Pragathi continues to make impressive strides, despite challenges over the past year presented by the COVID-19 pandemic. In 2021, 28 children were rescued from child labor and over half of that total were re-enrolled in school, thanks in part to Pragathi-organized teacher visits to the children’s homes. Some other accomplishments throughout Chittoor district over the past year include:

  • Strengthening 12 Anganwadi Centers (government facilities that provide early childhood health care and nutritional support), which are now delivering preschool education for children ages 3-6.
  • Enrolling 182 children in the preschool program.
  • Recognizing that ongoing triage is essential in tailoring child labor-prevention programming, Pragathi identified 197 children who are at-risk of falling into child labor, and 234 children who were already combining work with school. Children were observed working in shops and as street vendors, harvesting flowers, performing agricultural work, and rearing cattle.
  • Organizing confidence-boosting “Life Skills” instruction sessions to supplement schooling for 2,824 children from 73 children’s groups. The sessions covered self-empowerment, self-confidence, proactive thinking, problem-solving, verbal communication, body language, listening skills, and emotional intelligence.
  • Presenting special, women-focused sessions on health, safety and hygiene to 35 adolescent girls' collectives.

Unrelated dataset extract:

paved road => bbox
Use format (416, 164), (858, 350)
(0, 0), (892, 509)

As CRY America volunteers, staff and leaders, we are continually inspired by the dedication of our partners in the field to do our part in raising funds for the cause and awareness of the issues.

“Every child is unique, every child is precious and should have a dignified, happy and cherished childhood, free from the clutches of child labor, fear, poverty, and diseases,” says Rajesh Munshi, leader of CRY America’s Seattle Volunteer Action Center. “I feel that nothing is more important than ensuring that the fundamental rights of children are protected.”

“These children don’t get the same start in life as the privileged have,” says Soumya, volunteer with the San Diego Action Center. “When children’s rights are protected, children stand a much better chance of growing up in a society that allows them to thrive,”

“I’ve gotten to witness the journeys of the children that have grown and accomplished so much under the shadow of CRY,” says Naimishah, of our Atlanta student volunteer Action Center. “It keeps me striving to do whatever I can to aid.”

“Children's rights should be at the core of policies and our everyday choices should address the root causes that impede children's progress,” says CRY America CEO Shefali Sunderlal. “CRY America has one simple aim - to put children ahead.”